Bitcoin: Sideways movement and "fake breakouts" expected
According to CryptoQuant, Bitcoin is in a phase that is mentally exhausting to traders and investors alike, as prices continue to move sideways. This is because market confidence is low, and both bulls and bears are feeling stuck due to the unending volatility in price.
It highlighted three on-chain indicators affecting the leading digital currency. They include weakening apparent demand, a "bull-bear indicator" stuck in bearish territory, and a long-term holder Spent Output Profit Ratio (SOPR).
Notably, SOPR is a key on-chain metric that signals if Bitcoin is being sold at a profit or loss by holders who have held their coins for more than 155 days. Currently, this metric is less than one, which indicates loss realization amid rising fear on the broader market.
Additionally, the apparent demand has remained negative since late February 2026. The recent positive climbs have failed to linger long enough to make a strong impact, as seen with Bitcoin’s recent slip below the $70,000 price support.
Although new buyers are stepping into the market, the demand has not been sufficient to overturn the selling pressure. With buying pressure still in the negative, investors are not confident enough to make heavy purchases or accumulate the asset.
CryptoQuant insists that these on-chain indicators will cause Bitcoin to maintain sideways movement, with frequent "fake breakouts" in price.
In this market scenario, the Bitcoin market is likely to see weak holders exiting and the coin moving to new buyers. With time, the market will reset for a new phase of accumulation before the price can stabilize.
Are institutional buyers quietly accumulating BTC?
As of this writing, Bitcoin was changing hands at $69,572.10, a 1.72% decline in the last 24 hours. The trading volume has also declined by 3.95% to $48.51 billion within the same time frame.

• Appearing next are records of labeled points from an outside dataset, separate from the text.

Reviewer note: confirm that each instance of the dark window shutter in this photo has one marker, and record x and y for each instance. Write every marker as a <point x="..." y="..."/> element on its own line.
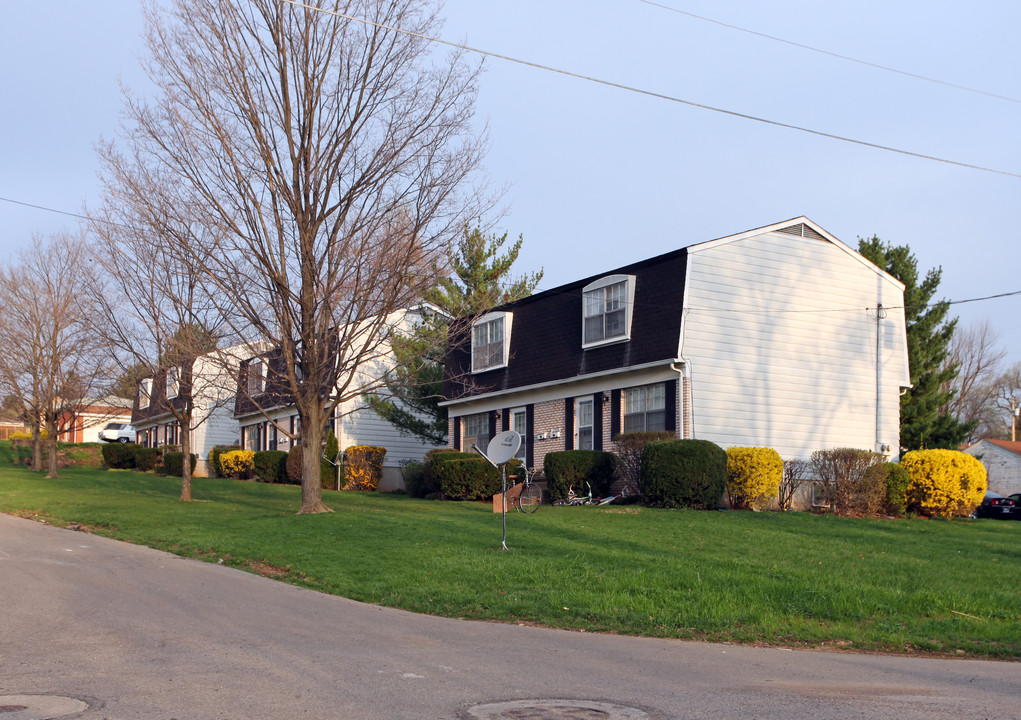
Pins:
<point x="569" y="423"/>
<point x="671" y="400"/>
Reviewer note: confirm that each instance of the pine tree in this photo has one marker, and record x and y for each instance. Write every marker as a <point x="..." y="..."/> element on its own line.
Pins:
<point x="478" y="281"/>
<point x="923" y="423"/>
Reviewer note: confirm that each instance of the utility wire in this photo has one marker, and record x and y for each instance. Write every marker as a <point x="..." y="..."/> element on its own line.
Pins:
<point x="830" y="53"/>
<point x="649" y="93"/>
<point x="576" y="293"/>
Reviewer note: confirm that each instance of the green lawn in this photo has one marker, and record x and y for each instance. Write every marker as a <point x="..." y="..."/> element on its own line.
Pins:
<point x="787" y="579"/>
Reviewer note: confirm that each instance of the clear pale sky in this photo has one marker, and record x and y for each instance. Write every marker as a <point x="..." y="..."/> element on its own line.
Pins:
<point x="598" y="177"/>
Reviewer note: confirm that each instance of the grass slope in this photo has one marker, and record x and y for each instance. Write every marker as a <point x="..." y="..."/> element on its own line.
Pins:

Amid the ongoing volatility, if Bitcoin is able to hold above the $69,000 support, it is likely to retest the $72,000 resistance level. However, if the $69,000 support fails to hold, it risks dipping to a new low around $65,000.
Interestingly, amid the ongoing fluctuation, Blockstream CEO Adam Back believes there are some institutional players who are quietly accumulating Bitcoin at this "discounted price" in anticipation of a rally.